Rede von
Doris
Pack
- Parteizugehörigkeit zum Zeitpunkt der Rede:
(CDU/CSU)
- Letzte offizielle eingetragene Parteizugehörigkeit: (CDU)
Herr Präsident! Meine Damen und Herren! Grundsätzlich begrüßen wir es, daß das Europäische Parlament Vorschläge zur Förderung des Buches und damit auch der Lesekultur gemacht hat.
Für die Bundesrepublik steht eine rege Nachfrage nach Büchern fest, und wir sind zudem gut mit öffentlichen Bibliotheken ausgestattet. Beides ist Ausdruck unserer kulturellen Wertschätzung des Buches.
Im Lesen von guten Büchern drückt sich Freude an den durch das geschriebene Wort gebildeten Lebenszusammenhängen, an den in kräftigen oder nuancierten Farben beschriebenen Personen oder an der Ausleuchtung von landestypischen Hintergründen aus. Wer liest, reflektiert und interpretiert das Gelesene, stellt es in eigene Zusammenhänge und kann sich mit anderen, die sich an der gleichen Lektüre erfreuen, austauschen. Lesen ist mithin Ausdruck unserer kulturellen Entwicklung, und es befähigt zur Aneigung sich ansonsten verschließender Ansichten und Einsichten. Es wäre schade, wenn dieser Schatz durch das Überhandnehmen elektronischer Medien nach und nach verlorenginge.
Das Buch bildet eine Einheit. Zunehmende Kopierwut vor allem bei wissenschaftlichen Werken ist ein sehr ernstzunehmender Mißstand.
Es soll Studenten geben, die ihr ganzes Studium lang nicht ein einziges Buch erworben, hingegen Aktenordner voller Kopien angesammelt haben. Hier müssen verstärkte Anstrengungen zur Eindämmung des Kopierunwesens unternommen werden.
Dabei spielt natürlich der Preis für Bücher eine große Rolle. Er ist für Studierende vielfach unerschwinglich hoch. Aber das Rezept, das Herr Weisskirchen vorgetragen hat, ist sicherlich nicht das richtige.

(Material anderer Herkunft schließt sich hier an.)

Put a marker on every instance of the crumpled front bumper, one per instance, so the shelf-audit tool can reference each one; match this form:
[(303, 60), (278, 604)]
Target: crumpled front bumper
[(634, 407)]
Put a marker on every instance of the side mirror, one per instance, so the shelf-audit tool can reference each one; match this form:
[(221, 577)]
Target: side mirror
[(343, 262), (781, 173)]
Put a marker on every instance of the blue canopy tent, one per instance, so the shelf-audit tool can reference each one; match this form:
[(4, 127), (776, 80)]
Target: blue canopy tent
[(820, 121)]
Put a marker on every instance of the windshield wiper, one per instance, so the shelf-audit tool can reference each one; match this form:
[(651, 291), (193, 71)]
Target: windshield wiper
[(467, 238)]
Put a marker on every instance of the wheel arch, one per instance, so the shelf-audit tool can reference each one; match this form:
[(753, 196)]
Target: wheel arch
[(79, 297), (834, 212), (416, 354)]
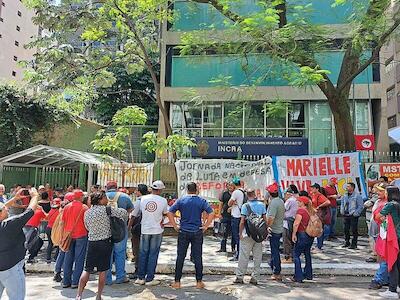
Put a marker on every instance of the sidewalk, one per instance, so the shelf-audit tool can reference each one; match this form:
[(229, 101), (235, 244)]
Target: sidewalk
[(334, 260)]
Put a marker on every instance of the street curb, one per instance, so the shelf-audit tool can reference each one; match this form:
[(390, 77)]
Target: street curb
[(333, 269)]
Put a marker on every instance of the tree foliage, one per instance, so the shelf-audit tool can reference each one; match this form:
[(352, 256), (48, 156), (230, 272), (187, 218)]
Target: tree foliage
[(21, 117)]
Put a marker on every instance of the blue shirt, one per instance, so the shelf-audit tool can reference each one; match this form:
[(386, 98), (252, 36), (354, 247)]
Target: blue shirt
[(256, 206), (124, 201), (191, 207)]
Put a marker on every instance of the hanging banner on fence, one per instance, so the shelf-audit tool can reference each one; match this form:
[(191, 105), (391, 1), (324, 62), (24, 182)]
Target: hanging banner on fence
[(127, 175), (303, 171), (376, 170), (212, 175)]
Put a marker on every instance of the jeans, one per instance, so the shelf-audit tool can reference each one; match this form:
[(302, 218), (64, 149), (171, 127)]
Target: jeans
[(196, 240), (235, 235), (248, 245), (119, 257), (60, 261), (150, 245), (302, 246), (351, 222), (394, 276), (74, 259), (13, 281), (381, 275), (332, 227), (325, 235), (228, 231), (275, 263)]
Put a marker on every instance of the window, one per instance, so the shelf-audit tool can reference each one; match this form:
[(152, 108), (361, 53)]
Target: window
[(392, 121)]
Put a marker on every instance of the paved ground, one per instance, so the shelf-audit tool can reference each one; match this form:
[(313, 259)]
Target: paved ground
[(334, 260), (40, 286)]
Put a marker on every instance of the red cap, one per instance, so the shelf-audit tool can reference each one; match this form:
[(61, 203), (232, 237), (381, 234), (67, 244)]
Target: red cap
[(304, 199), (334, 180), (273, 188), (78, 194), (69, 197)]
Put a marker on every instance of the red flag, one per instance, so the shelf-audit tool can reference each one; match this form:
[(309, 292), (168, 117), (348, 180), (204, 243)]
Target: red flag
[(365, 142)]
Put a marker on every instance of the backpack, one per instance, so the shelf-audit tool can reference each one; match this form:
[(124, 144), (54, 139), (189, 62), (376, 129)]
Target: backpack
[(256, 227), (117, 227), (57, 230), (314, 227)]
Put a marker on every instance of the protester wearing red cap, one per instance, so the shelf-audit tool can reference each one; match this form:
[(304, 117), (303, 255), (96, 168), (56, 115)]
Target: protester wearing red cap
[(275, 216), (332, 195), (73, 217)]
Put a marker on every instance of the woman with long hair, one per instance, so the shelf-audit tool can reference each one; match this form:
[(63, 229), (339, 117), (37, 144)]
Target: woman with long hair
[(302, 241), (392, 208), (98, 254)]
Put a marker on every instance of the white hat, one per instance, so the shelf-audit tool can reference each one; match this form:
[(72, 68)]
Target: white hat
[(158, 185)]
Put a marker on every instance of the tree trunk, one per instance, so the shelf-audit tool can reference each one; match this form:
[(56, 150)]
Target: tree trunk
[(343, 123)]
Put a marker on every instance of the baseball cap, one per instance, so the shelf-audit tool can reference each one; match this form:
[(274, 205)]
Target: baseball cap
[(158, 185), (273, 188)]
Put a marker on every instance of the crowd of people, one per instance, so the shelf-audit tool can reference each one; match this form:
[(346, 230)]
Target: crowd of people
[(82, 229)]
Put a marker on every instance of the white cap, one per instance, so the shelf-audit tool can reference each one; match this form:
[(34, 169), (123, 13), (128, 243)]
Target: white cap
[(158, 185)]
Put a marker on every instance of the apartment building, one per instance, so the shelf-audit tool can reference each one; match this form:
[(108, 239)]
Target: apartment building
[(16, 30)]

Nicht das Buch an sich ist besonders wertvoll, vielmehr die sich darin ausdrückenden Leistungen des Autors. Wir sind der Auffassung, daß die Achtung vor dem Verfasser von Schrifttum — sei es belletristischer oder wissenschaftlicher Natur — durch einen besonderen rechtlichen Schutz gewürdigt werden muß.
— Sehr richtig.
Hier setzen nun auch unsere Bedenken an, wenn in der Entschließung vorgeschlagen worden ist, die Geltungsdauer des Urheberrechts nach dem Tode des Autors dramatisch einzuschränken. Ich sage eindeutig: Es darf keine Einschränkung des Urheberrechts geben. Das Urheberrecht muß europaweit mit den führenden Urheberrechtskonventionen übereinstimmen.

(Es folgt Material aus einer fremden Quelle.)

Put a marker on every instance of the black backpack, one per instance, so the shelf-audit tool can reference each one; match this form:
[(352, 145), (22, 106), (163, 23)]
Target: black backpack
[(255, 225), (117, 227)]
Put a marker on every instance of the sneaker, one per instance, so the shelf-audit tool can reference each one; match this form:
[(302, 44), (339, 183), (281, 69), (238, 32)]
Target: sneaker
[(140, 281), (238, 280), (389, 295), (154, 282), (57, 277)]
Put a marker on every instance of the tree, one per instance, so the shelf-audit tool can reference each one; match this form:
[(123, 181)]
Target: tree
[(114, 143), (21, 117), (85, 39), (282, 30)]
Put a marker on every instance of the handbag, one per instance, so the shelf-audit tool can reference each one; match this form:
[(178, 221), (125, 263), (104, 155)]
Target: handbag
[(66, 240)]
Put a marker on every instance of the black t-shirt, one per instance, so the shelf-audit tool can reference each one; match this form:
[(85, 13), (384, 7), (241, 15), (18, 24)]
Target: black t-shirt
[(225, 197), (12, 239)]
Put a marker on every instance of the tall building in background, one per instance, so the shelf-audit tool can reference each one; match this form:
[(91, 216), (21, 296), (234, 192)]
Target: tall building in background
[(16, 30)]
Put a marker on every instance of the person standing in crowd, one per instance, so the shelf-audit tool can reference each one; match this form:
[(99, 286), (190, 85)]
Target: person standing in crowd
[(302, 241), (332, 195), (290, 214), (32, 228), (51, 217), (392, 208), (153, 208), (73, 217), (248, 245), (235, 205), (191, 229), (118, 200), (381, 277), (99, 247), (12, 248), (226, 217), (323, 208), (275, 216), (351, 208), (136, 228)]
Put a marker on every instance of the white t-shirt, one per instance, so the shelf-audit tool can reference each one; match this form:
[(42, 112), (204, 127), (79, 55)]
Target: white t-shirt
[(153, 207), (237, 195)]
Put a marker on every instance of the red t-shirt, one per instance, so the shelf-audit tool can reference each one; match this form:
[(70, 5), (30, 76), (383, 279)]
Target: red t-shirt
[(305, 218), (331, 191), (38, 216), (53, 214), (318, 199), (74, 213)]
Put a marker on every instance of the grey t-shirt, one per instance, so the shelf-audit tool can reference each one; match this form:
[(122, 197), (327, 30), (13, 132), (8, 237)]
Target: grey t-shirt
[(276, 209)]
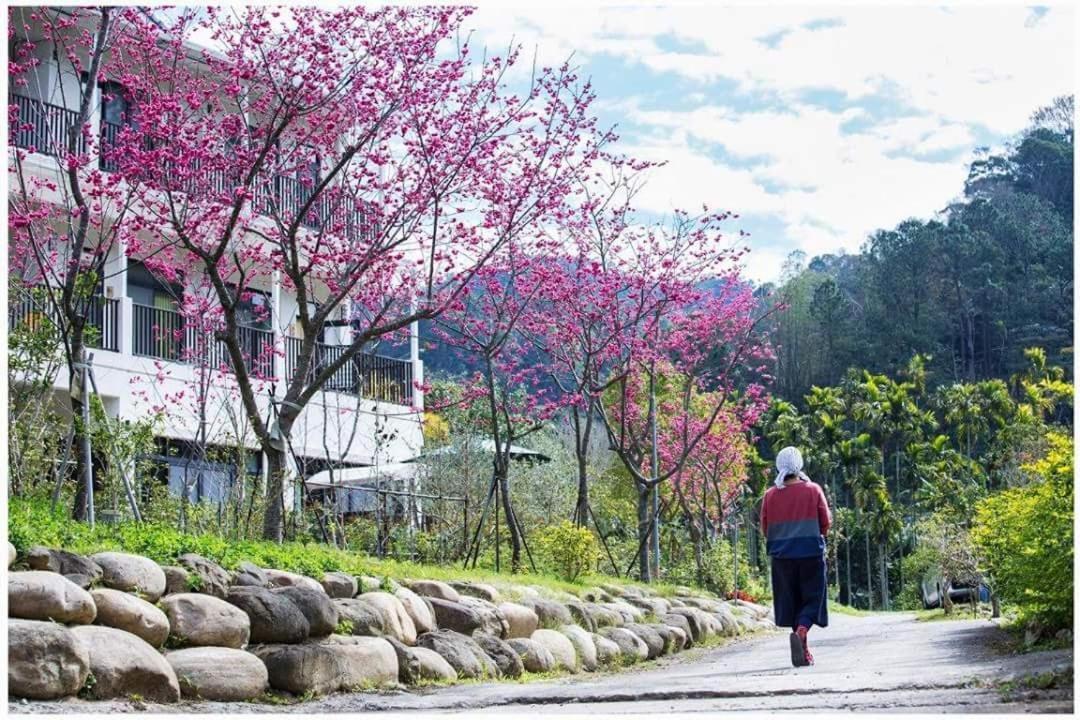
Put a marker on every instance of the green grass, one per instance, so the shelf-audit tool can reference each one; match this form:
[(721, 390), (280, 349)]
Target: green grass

Weltweit ist unbestritten anerkannt, daß die Rechte der Urheber erst 25 Jahre nach deren Tod erlöschen. Wir in der Bundesrepublik gewähren gar einen Urheberrechtsschutz von bis zu 70 Jahren nach dem Tod.

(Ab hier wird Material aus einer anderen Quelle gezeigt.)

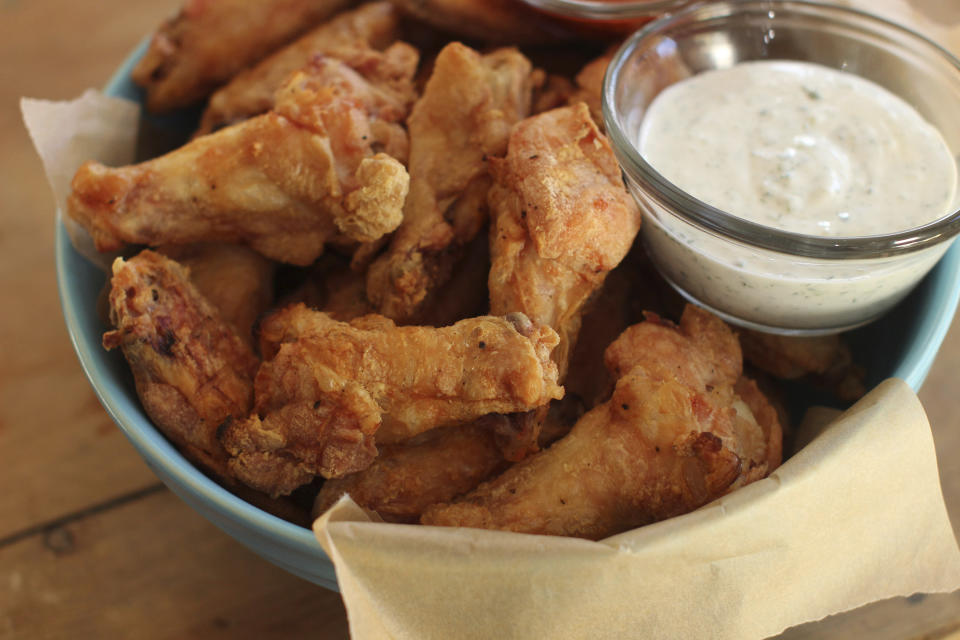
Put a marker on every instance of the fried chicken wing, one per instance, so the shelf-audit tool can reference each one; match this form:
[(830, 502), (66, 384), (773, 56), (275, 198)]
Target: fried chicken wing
[(236, 280), (284, 183), (825, 361), (210, 40), (562, 220), (191, 369), (407, 477), (664, 444), (589, 81), (462, 119), (251, 91), (301, 428), (331, 386)]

An diesem grundlegenden Autorenrecht darf nicht durch die nebulöse Forderung nach Schaffung eines privatrechtlichen europäischen Autorenstatuts, bei dem der rechtliche Autorenschutz unklar bleibt, herumgewerkelt werden.
Wenn sich jedoch einmal diese Forderung dergestalt konkretisiert, daß an eine gemeinschaftliche Übernahme fortschrittlichen Urheberrechtsschutzes gedacht ist, dann werden wir uns dem mit Sicherheit nicht verschließen.
Wir teilen und begrüßen Vorschläge für einen Abbau der Zollformalitäten wie für eine Anhebung der Freigrenzen bei grenzüberschreitenden Büchersendungen. Wir sind jedoch nicht der Auffassung einer Entschließung des Europäischen Parlaments, die Gott sei Dank von der Europäischen Kommission nicht übernommen wurde, die nationalen Buchpreisbindungen zugunsten einer Geschäftsregelung aufzugeben.
Als besonders begrüßenswert erachten wir die Einrichtungen eines gemeinschaftlichen Übersetzungsfonds. Das gegenseitige Kennenlernen in Europa, vor allem aber das tiefe kulturelle Verständnis für das andere Land scheitert oftmals an den unzureichenden Sprachkenntnissen. Hier kann nicht nur durch Sprachförderung Abhilfe geleistet werden; eine Förderung von Übersetzungen für bedeutende Werke ebenso wie für Bücher, die regionale Besonderheiten oder landescharakterisierende belletristische Beschreibungen beinhalten, halten wir für unterstützenswert. Diese differenzierte Bewertung drückt sich auch in unserer gemeinsamen Beschlußempfehlung aus. Wir bitten, sie anzunehmen.